A US-based silicon wafer materials and tools supplier approached Bluewater Systems to improve an image-processing algorithm used for visually verifying silicon wafers. The algorithm mostly consisted of a 3x3 matrix multiply across a large monochrome image.

The chosen ARM core was the StrongARM, the attraction being the relatively low cost and power consumption. The challenge was to significantly improve the execution time.

The first step was to analyse the existing C code and understand the algorithm. This done, we could attempt to select a better algorithm if available, and finally to hand-code the performance-critical parts of the algorithm in ARM assembler.

First we created a simple test environment which could process an image with both the original algorithm and our new algorithm, then compare then byte for byte.

The algorithm supplied was in fact basically optimal as far as it went (in fact created by PhD staff at the client company who knew image processing very well). A few minor tweaks were made to the C code but there was limited scope for improvement here.

However, inspection showed that the algorithm was loading 9 single byte values for each output byte. While the values loaded were caching well, they were being loaded a byte at a time and out of order. The code took no advantage of the fact that three consecutive bytes were loaded from each of three rows. On RISC processors which use a load/store architecture this is wasteful.

The first step was therefore to improve on this. By loading a word and pulling the relevant bytes out of it with the barrel shifter, performance might increase. However, this would be at the cost of extra register use and instructions. This attempt was coded in C. Unfortunately, although the resulting code was about 5% faster, it was also more complex.

A more ambitious step was therefore tried. This involved remembering previous data values in ARM registers for the next column along.
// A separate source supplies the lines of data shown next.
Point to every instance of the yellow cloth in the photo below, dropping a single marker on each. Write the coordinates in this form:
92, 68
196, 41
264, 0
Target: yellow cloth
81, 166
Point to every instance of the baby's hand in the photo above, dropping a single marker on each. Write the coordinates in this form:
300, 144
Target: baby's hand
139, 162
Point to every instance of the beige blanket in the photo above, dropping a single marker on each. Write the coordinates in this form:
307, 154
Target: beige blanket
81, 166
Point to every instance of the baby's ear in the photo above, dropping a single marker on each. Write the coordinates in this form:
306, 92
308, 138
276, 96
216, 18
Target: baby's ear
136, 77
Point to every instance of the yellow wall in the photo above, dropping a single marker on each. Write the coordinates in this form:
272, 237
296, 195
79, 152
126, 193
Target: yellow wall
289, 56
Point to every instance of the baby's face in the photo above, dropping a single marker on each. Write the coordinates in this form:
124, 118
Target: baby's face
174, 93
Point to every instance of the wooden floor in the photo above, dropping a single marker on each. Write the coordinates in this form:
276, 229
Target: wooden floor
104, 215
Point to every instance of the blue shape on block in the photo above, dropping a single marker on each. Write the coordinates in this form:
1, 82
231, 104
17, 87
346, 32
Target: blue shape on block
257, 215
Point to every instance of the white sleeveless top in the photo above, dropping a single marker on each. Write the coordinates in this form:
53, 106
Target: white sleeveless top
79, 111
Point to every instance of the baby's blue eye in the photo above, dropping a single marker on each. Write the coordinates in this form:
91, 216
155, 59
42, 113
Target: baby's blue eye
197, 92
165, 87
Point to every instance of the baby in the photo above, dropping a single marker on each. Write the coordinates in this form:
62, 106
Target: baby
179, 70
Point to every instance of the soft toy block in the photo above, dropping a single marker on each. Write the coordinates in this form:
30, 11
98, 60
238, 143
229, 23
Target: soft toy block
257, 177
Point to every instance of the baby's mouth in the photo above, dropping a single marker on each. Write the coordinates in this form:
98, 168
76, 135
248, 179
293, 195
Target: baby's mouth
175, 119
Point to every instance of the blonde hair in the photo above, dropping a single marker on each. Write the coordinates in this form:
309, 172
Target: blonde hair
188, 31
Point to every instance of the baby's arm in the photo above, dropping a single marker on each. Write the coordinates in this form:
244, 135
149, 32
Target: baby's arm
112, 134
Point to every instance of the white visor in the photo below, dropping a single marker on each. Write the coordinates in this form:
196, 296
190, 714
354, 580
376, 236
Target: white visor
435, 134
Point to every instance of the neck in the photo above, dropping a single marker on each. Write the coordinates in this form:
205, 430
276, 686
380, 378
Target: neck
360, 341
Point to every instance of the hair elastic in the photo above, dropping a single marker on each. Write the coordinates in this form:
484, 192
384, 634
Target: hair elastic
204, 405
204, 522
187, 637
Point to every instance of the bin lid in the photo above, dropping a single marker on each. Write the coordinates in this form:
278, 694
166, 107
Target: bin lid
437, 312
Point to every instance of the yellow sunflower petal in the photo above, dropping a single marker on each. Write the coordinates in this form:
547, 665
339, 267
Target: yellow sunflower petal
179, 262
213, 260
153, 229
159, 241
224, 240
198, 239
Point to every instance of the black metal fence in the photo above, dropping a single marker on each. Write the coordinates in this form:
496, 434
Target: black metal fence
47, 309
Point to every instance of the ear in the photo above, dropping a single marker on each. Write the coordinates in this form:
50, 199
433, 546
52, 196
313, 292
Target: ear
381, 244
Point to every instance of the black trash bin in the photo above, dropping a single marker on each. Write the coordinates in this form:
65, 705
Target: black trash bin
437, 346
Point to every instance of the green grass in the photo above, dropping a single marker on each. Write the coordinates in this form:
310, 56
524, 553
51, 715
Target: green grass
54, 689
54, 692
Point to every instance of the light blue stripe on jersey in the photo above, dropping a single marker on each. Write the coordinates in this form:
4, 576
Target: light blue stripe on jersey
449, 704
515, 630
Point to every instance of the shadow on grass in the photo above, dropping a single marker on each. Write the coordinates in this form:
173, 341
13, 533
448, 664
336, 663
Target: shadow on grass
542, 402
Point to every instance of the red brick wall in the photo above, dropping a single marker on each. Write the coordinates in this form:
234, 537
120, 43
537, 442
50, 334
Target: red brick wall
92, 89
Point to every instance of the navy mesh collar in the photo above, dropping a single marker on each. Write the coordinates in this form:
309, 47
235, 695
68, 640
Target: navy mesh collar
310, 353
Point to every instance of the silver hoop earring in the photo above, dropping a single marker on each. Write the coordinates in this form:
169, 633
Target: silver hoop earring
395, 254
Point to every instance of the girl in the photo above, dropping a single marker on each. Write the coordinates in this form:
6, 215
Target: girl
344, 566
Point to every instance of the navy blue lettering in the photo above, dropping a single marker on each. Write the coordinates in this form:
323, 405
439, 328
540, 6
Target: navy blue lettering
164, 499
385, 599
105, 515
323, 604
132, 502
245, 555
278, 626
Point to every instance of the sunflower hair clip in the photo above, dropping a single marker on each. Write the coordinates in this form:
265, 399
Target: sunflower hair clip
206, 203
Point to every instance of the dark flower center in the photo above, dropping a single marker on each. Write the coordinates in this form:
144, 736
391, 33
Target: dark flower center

For example, if a row consists of bytes abcde, then abc are used for the first calculation and bcd for the next. By storing b and c in a register from the first calculation, they need not be reloaded in the second. This must be repeated for all three rows.

This was also coded in C. It yielded a respectable speed improvement of around 30% for an acceptable complexity increment. This optimisation is very viable in RISC processors like the ARM where plenty of registers are available.

Examination of the resulting assembler code generated by the compiler indicated that time was being spent copying the two new values for each row (bc) into the two 'save values' for each row (ab for next time around). There were 6 such copies between registers. We decided therefore to unroll the loop and process 4 output pixels each time around the loop. The would avoid the copying since the correct temporary values could just be used direct each time. This would use a lot of registers, however.

Coding of this algorithm was relatively straight-forward, however the resulting code was significantly slower than the original. We modified it to pack three values into a register and unpack them with the barrel shifter. This yielded an additional 20% speedup (50% total).

Examination of the assembler output of the C compiler showed that significant register spilling was still occurring. The stack was being used to hold temporary values that could not be held in registers. Changing a few C compiler options (to remove the frame pointer) helped a little.

The decision was then made to move to ARM assembler. Using the C compiler output as a base, we first just removed the register spilling operations (stack loads and stores). Obviously the code did not now work, but it indicated the performance we might achieve if this could be done. The result was convincing and indicated that this route was worth following, at least for RISC processors such as the ARM.

We then worked on removing the register spilling problems. We moved the outer loop and inner loop counters out of registers and onto the stack since these were not actually used in the inner loop itself. This freed up two more registers.

By rearranging some of the code, we were able to remove all of the registers spills from the inner loop. This yielded a total speed-up of around 120%, more than double the original performance.

In total the project took just on a week of time, to more than double the performance of an already-reasonable algorithm. This is a significant period to work on one single algorithm, but in this case it was well worthwhile. The newly coded algorithm allowed the client to significantly improve the performance of their device on the chosen RISC processors and produce a useful working prototype.